My father was completely independent until last Monday when his legs became weak and gave out. It turns out the weakness was because he was developing aspiration pneumonia. He has been in the hospital all week and currently can't move his body, just his arms and legs a little. We can't understand most of what he is saying. All of this is from muscle weakness from the infection. I really need to hear some positive stories of people that have regained their independence after a bout with serious pneumonia.
Thank you in advance for taking the time to share positive stories.
He lost his appetite (they gave him ensure to keep his strength). Stayed in the hospital for 21 days. Doing fine now.
God bless your dad.
Learn all you can about pneumonia, ask the nurses but better yet the doctors.
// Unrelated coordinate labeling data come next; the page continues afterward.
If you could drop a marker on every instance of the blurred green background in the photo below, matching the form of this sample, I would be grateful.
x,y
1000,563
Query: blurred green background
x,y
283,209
Learn all you can about aspiration, dysphagia and raise the issue of a videoscopic swallow test when he's up to it in the hospital, and if d'x'ed with it, ask for a handout on the levels of dysphagia diets.
Create a chart for him to interact with you; create several boxes so you can clearly point to one; add photos with written captions...e.g., "water", with a glass; "cold" with a blanket, "hot", with a fan,.... the idea is for you to just point to something and he can blink his response, or nod. That prevents him from having to use his muscles and limited strength.
Ask his doctors what his prognosis is, and whether there are any other medical complications to affect it.
Do you know how he developed aspiration pneumonia, e.g. was he eating meats, drinking a lot of fluids? Coughing a lot? Choking?
I think one of the primary issues though is his mental strength. Is he a fighter?
Two days later I was coughing so hard that I vomited. Off to ER. As soon as the doctor there listened to my chest, he diagnosed pneumonia. I was put on O2 and Ventolin in the Hospital and IV antibiotics. I was sent home with Ventolin and antibiotics and told to rest.
I was diagnosed in mid June and was weak all summer. I had to use the Ventolin to climb the 6 stairs in my split level home. Just getting dressed was exhausting. I coughed so hard that I tore my intercostal muscles, that was excruciating. It took me 6 months to fully regain my strength.
And crazily I worked during this time. I was not contagious and could not afford to take time off. My office was on the second floor of a building and luckily there was a landing 1/2 way up. I had to stop to catch my breath.
Why have I told my story? Because recovery from pneumonia is long and hard, even for young people. It will be that much harder for your dad. If he is determined, he can regain his strength, but it will take a long time and a huge effort. He will have to change his diet to foods he can swallow.
For a senior, we have a very good family friend who is 87, 2 years ago he was hospitalized with pneumonia, we did not think he would make it as he has heart disease too. He was caring for his wife full time. When he went into the hospital, she was brought in too, as she needed 24/7 care. Eventually she was placed in a nursing home and he recovered. No longer having to be a care giver, but being allowed to be a husband again, gave him the fortitude to recover.
As with heart disease, depression can set in, as it feels like you are not making any progress as it is a slow, long hard recovery period.
My worry here is if something is being missed. How old is your father? Generally Aspiration Pneumonia happens when there is a weak or no swallow reflex, and food is taken not to the stomach, but to the lung instead. A weak swallow as well as the weak gait for the legs could be indicative that there is some stroke activity. I am assuming the doctors believe that there is no evidence of stroke? I don't know about success stories. People do recover, of course from pneumonia, but age makes a huge difference in that likelihood. I think right now keep in close touch as you can with the doctors. They will give you more ideas about what to expect. Pneumonia is very dangerous and can be lethal, and in fact in days when old age and death were more accepted and expected pneumonia was called "The old Person's Friend" in that it would usher one out almost certainly before antibiotics.
I wish you and your Dad good luck. You will know more when two weeks have passed about where this is all going. Dependent on age recovery can be long.
On Aug.5th 2020, my husband suddenly took a turn for the worse and I was told by Hospice that he would be dead in 3 days. Well, it's now the 31st, and my husband is still hanging on. He hasn't eaten since the 5th, nor drank much, and he's definitely dying this time,(it's just a matter of time), but I am grateful that I have received an additional 21 months from the first time I was told he was dying. I would never have thought with the grim prognosis early on, that almost 2 years later he would be with me, and able to die on his terms. God bless you and keep you.